Officials say it is anticipated that the consultant will examine the following, among other things:

  • Analyze relevant PPD incident, use-of-force, and other internal or investigative reports and data from May 29 through June 15, 2020 (or later) regarding interactions with persons engaging in protest and other activities to determine if the Department’s actions were in accordance with PPD policies and procedures, as well as current police best practices.
  • Collect and review body-worn camera footage, news and social media accounts, stationary video, audio recordings, photographs, directives, standard operating procedures, and other documents in the PPD’s possession.
  • Interview selected participants or eyewitnesses to police activities.
  • Evaluate the PPD’s application of force during protests and any unrelated criminal activity, including whether the use of less than lethal munitions was consistent with policy or otherwise appropriate.
  • Assess whether additional limitations or categorical prohibitions are needed on certain types of force.
  • Collect and review factual evidence from other law enforcement agencies assisting the PPD in the field, including the Pennsylvania State Police.
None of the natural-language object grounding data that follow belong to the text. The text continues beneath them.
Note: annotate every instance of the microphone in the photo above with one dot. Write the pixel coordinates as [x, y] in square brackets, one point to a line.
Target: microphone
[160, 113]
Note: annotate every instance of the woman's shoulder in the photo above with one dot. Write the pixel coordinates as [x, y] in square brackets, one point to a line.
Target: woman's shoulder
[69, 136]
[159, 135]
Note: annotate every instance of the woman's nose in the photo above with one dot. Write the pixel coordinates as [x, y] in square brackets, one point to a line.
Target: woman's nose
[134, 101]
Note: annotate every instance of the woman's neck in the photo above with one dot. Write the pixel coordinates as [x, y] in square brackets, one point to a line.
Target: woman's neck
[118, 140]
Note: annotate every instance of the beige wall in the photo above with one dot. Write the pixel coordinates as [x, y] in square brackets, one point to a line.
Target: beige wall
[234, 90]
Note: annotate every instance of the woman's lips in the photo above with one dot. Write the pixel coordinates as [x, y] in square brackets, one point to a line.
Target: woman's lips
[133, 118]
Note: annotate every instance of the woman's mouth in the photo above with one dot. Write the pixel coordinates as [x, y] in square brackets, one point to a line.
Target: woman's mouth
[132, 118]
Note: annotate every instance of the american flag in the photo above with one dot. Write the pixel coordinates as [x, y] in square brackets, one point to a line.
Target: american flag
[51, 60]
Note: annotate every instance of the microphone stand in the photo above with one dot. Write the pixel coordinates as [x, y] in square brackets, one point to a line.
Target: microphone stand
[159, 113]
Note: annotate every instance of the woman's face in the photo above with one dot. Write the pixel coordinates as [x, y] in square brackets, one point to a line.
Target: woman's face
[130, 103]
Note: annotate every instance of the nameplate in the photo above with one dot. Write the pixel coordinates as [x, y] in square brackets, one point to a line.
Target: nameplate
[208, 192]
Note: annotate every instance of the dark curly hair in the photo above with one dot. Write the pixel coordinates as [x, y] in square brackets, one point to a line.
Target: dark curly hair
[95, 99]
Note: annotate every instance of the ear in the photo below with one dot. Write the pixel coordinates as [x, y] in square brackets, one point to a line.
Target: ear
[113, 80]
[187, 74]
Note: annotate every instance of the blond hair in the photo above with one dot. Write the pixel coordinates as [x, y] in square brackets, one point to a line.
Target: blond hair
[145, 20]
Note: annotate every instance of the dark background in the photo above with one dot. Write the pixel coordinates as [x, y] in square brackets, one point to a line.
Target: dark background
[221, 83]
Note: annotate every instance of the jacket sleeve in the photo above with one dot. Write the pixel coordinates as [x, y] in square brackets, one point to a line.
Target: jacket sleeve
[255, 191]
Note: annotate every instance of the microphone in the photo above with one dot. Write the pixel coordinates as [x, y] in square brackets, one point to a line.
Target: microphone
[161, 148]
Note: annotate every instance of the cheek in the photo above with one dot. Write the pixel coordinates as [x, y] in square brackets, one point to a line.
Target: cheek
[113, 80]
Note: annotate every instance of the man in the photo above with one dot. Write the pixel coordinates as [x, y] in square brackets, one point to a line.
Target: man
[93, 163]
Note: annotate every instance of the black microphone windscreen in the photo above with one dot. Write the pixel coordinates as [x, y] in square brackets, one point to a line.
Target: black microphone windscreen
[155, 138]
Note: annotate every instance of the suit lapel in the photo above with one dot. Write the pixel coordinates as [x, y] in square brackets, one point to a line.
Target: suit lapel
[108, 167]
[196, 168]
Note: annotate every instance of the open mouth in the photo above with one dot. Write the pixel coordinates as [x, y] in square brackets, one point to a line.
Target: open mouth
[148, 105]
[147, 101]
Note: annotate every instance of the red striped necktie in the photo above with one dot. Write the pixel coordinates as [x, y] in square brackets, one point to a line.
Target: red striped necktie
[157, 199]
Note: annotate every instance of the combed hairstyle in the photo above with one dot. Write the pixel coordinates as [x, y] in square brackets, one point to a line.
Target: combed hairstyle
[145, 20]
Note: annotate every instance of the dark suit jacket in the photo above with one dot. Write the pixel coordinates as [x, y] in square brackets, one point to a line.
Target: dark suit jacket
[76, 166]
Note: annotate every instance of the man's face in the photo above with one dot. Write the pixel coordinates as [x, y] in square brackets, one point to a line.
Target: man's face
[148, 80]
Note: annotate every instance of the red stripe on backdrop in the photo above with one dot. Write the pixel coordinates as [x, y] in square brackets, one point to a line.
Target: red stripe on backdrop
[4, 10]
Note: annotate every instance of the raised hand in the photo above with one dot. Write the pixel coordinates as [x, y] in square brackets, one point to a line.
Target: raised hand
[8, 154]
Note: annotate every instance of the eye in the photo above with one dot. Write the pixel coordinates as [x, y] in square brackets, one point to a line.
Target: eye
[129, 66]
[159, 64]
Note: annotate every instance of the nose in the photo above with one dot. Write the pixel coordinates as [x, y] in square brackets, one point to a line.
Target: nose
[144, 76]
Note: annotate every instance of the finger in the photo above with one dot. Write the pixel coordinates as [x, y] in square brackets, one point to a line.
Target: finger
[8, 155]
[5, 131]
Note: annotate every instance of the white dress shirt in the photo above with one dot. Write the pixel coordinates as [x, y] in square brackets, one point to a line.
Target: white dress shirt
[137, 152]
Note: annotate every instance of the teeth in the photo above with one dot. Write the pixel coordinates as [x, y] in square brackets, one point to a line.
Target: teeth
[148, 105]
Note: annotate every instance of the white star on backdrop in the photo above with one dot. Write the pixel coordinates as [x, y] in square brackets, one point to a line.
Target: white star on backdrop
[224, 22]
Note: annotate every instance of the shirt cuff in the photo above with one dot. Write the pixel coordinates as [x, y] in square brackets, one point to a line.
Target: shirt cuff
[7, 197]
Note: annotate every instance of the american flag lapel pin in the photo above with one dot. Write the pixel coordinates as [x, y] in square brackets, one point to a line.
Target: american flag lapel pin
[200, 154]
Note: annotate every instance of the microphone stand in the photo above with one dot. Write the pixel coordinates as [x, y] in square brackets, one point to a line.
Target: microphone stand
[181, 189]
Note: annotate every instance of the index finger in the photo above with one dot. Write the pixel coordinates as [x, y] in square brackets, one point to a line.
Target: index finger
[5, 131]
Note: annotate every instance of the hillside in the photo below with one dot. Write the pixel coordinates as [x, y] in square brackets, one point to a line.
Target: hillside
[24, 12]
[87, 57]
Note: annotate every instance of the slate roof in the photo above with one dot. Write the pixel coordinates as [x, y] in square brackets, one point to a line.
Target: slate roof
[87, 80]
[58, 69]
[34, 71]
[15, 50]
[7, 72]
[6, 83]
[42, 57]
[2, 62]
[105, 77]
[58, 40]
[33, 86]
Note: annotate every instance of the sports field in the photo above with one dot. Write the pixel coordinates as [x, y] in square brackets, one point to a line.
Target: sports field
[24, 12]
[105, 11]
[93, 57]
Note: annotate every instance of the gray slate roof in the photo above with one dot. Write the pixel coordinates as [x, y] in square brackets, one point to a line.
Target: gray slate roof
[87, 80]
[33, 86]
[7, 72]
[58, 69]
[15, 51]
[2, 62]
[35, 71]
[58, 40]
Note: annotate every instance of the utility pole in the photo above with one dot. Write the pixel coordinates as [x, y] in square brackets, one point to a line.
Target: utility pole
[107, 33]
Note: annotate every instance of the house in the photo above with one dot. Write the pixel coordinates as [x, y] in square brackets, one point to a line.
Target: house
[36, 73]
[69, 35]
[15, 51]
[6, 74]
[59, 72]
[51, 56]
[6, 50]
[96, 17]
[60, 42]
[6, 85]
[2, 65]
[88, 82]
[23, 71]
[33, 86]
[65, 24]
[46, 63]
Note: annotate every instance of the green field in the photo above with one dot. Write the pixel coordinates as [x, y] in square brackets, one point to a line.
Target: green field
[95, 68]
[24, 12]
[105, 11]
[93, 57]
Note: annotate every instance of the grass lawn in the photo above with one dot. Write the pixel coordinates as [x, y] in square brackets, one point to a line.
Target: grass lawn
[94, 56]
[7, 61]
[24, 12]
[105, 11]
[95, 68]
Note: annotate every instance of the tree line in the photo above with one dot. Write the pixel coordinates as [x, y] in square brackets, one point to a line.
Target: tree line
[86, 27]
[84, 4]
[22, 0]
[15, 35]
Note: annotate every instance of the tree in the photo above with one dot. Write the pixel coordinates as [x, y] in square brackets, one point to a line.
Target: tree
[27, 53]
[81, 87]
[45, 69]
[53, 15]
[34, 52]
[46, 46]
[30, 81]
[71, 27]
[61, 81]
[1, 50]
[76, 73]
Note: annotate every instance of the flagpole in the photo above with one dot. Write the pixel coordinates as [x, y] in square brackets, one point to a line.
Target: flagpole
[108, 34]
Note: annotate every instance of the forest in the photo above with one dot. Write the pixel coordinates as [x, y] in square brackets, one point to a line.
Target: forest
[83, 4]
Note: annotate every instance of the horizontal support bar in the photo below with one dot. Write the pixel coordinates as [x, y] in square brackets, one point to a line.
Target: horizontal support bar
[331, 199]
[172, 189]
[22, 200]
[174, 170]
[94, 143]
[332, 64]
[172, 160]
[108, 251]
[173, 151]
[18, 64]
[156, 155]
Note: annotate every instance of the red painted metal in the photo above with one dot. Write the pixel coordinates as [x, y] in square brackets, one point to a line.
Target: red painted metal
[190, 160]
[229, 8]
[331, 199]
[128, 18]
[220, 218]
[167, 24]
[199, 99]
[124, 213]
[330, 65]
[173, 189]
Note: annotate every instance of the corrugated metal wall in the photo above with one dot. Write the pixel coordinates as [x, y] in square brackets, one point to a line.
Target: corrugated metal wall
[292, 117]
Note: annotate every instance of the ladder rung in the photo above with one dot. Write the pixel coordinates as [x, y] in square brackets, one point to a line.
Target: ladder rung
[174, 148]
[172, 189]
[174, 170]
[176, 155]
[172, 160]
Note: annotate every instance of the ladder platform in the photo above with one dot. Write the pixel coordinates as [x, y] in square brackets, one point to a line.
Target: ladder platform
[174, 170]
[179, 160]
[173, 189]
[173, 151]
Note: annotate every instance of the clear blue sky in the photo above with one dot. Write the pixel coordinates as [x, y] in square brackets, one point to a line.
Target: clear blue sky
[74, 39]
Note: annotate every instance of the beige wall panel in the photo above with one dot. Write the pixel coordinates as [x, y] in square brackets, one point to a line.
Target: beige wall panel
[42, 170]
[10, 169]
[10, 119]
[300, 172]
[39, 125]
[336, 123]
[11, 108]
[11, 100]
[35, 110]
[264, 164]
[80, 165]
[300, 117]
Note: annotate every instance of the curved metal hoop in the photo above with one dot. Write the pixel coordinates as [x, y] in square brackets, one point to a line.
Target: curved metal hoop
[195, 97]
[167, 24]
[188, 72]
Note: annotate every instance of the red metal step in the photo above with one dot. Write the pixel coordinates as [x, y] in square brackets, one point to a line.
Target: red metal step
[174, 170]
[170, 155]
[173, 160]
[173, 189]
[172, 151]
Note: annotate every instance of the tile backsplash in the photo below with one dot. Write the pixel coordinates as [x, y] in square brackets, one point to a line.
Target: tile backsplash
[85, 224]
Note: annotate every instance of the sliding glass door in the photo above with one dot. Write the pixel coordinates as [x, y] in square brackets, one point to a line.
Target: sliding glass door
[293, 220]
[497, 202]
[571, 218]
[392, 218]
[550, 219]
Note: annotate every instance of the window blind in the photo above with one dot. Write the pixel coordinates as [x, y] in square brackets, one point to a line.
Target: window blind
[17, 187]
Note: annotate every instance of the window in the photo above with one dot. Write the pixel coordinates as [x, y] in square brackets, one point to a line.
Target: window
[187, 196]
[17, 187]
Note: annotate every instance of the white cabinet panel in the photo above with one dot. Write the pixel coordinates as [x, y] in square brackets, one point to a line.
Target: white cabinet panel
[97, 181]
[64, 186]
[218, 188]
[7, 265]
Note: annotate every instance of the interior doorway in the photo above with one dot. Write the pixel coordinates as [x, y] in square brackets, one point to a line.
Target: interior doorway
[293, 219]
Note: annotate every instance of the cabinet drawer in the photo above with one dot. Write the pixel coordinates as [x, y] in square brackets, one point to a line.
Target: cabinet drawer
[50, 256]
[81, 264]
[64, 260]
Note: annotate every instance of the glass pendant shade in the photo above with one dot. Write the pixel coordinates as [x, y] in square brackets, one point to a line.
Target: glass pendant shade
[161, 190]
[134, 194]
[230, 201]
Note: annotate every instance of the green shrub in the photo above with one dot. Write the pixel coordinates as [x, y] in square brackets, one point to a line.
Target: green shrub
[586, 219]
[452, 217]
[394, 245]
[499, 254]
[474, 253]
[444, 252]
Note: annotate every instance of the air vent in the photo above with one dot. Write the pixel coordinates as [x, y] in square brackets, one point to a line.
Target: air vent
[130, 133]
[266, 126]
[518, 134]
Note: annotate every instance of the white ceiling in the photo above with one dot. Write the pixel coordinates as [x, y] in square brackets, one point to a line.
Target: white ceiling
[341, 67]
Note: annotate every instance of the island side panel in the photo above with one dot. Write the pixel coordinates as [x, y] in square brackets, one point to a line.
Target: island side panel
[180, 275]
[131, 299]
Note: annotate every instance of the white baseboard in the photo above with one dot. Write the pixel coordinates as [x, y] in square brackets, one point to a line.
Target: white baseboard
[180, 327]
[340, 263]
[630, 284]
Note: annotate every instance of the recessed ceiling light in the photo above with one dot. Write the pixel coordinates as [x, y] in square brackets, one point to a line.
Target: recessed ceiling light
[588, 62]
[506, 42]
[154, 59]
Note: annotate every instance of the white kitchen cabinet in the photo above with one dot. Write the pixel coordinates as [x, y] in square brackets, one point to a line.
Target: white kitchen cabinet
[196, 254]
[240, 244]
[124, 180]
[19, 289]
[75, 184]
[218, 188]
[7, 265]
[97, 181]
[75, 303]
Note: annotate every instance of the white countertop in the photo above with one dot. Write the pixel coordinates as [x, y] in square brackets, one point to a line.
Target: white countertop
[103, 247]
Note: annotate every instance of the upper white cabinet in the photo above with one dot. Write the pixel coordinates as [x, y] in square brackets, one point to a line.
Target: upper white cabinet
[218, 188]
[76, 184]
  • Analyze the PPD’s overall tactical response to peaceful protests and any separate criminal activity, including the deployment of personnel, response times, and geographic dispersal.
  • Provide monthly reports to the Inspector General’s Office and the City Solicitor’s Office during the contract period. These reports will focus on preliminary findings and the progress of the development of the investigation.
  • Provide a written report of the findings and recommendations to improve the PPD’s protocols and policies for use of force. The final report, as well as updates on preliminary findings, will be made public.